How is running Robigo missions Cheesing?
What is happening in both Robigo and Ngalinn, as I understand it, is this:

The game creates missions at space ports at random. For example missions like "transport thing X from here to another randomly chosen space port in another randomly chosen system nearby". The maximum distance of that other system is limited. So far so good. However, what happens if in one particular system there's only one another inhabited system within that limit, and that system only has one space port? What happens is that suddenly you have something like 30 missions of the same type, all to the exact same target.

Normally if you take 20 missions at once (which is the maximum allowed), it will take some significant amount of time to do them all because you'll usually be going to 10+ target space ports in 10+ different systems. However, in this case doing the 20 missions becomes super-fast because all of them go to the same target. It literally allows you to make missions like 10-20 times faster than normal. For example in the case of Ngalinn it allows you to rank up enormously faster than normal. It's relatively clear that this wasn't really originally intended by the developers and is just an oversight (which then later they never bothered even trying to fix, probably because they didn't think of it as completely game-breaking.)

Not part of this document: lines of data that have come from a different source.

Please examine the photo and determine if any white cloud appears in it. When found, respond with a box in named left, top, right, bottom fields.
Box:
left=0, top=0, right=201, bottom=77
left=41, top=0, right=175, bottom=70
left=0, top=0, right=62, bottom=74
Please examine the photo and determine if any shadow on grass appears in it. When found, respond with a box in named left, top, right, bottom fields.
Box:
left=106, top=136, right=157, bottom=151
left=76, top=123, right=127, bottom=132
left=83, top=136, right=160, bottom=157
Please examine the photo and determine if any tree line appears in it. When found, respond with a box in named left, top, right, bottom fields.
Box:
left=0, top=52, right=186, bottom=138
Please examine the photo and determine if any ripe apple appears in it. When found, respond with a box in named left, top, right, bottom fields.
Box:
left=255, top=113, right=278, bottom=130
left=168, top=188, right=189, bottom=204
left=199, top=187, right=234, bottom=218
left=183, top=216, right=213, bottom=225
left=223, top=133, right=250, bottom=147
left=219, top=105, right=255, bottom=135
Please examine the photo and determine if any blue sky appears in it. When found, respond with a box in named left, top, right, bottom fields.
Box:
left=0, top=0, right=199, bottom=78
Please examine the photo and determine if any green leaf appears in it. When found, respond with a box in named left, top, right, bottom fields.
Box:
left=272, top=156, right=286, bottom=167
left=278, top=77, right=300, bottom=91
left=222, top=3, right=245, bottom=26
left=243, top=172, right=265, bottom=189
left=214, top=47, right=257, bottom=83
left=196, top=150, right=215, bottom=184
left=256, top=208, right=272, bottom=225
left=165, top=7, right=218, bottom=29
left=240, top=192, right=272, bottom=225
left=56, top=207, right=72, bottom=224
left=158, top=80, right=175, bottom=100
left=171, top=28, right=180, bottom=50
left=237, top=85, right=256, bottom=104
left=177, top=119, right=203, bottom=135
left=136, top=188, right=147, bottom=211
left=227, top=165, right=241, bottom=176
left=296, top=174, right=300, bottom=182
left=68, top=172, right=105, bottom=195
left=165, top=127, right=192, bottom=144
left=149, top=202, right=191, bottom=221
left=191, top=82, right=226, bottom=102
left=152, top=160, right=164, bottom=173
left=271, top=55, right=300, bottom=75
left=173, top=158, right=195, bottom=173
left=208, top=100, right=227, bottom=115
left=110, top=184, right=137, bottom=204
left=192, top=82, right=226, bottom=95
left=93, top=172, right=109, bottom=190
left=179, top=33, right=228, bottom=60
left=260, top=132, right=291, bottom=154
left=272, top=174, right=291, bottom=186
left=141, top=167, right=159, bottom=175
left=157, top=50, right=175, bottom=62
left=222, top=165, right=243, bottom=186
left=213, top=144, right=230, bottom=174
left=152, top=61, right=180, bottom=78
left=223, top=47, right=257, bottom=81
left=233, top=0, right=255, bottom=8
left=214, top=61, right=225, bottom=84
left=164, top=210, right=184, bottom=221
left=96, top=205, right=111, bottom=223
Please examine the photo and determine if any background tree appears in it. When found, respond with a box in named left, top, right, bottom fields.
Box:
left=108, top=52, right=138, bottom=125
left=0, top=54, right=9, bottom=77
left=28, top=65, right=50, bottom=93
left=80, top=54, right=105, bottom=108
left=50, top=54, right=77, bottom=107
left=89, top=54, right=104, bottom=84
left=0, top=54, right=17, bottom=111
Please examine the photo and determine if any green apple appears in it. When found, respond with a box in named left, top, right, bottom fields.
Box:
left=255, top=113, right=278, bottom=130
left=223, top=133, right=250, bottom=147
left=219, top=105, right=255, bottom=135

It's precisely this "abusing of a developer oversight" that makes it "cheesing" because it allows, unintentionally, to accelerate grinding by an order of magnitude. (But as mentioned in my original post, I grant that it can be considered very borderline cheesing because it happens fully within the confines and rules of the in-game universe and its intended mechanics. It's merely the mission creation that has a slight oversight that allows this. Heck, one could even come up with a perfectly valid in-universe lore explanation for these few oddities, if one really wanted to role-play it. It's not like it doesn't happen in real life after all: In other words, continuous cargo (or other) transport between the same two facilities. However, since this wasn't quite clearly intended and purposeful to begin with, just an oversight, it becomes a bit of a "cheese" mechanic.)